In the 19th century, Ukrainians were a stateless people ruled by the Russian and Austro-Hungarian empires. Their homeland was one of the least developed agricultural regions of Europe. To escape severe land shortages, overpopulation, and poverty, Ukrainians began a massive emigration. Ukrainians who lived in the Russian empire immigrated to the Asian regions of the empire, while their counterparts in the Austro-Hungarian empire immigrated to the New World.

The first wave of Ukrainian immigration to the United States began in the late 1870s. The earliest Ukrainian immigrants were brought in by agents of a Pennsylvania coal mine to work as strikebreakers. The coal mines of central Pennsylvania remained a primary destination for later Ukrainian immigrants. However, some immigrants found work as laborers in factories and foundries in the industrializing towns and cities of the Northeast and Midwest.

The majority of the Ukrainian immigrants who came to the United States prior to 1914 had in the past been peasant farmers, unskilled laborers, or servants. They migrated in order to seek better lives. Many intended to return to their homeland after they had earned enough money to purchase land. Although they retained close ties to their place of origin, most tended not to be nationally conscious. They identified themselves not as Ukrainians, but as Rusyns (Ruthenians in English), the customary designation used in the Austrian empire. Many of these immigrants also continued to refer to themselves using regional identities (e.g., Hutsuls, Lemkos, or Boykos).

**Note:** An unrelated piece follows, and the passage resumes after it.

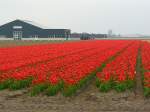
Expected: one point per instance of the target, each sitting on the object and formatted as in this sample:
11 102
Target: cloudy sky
98 16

For these immigrants, community life revolved around the church. Indeed, priests were very nearly the only community leaders of this era who were educated. Immigrants of this first wave generally belonged in their homeland to the Uniate Church. A small minority was Greek Orthodox. Upon their arrival in the United States, most Uniates at first attended Roman Catholic churches, and most Orthodox attended Russian Orthodox churches. Soon, Uniates began to campaign for their own Greek Catholic churches. The first Greek Catholic congregation was established in 1884, in the mining community of Shenandoah, Pennsylvania. Others followed. By 1916, there were nearly 260 Greek Catholic priests and many parishes. The Vatican agreed to allow Ukrainians to establish a separate Greek Catholic diocese, based in Pittsburgh, Pennsylvania, called the Byzantine Ruthenian Catholic Church.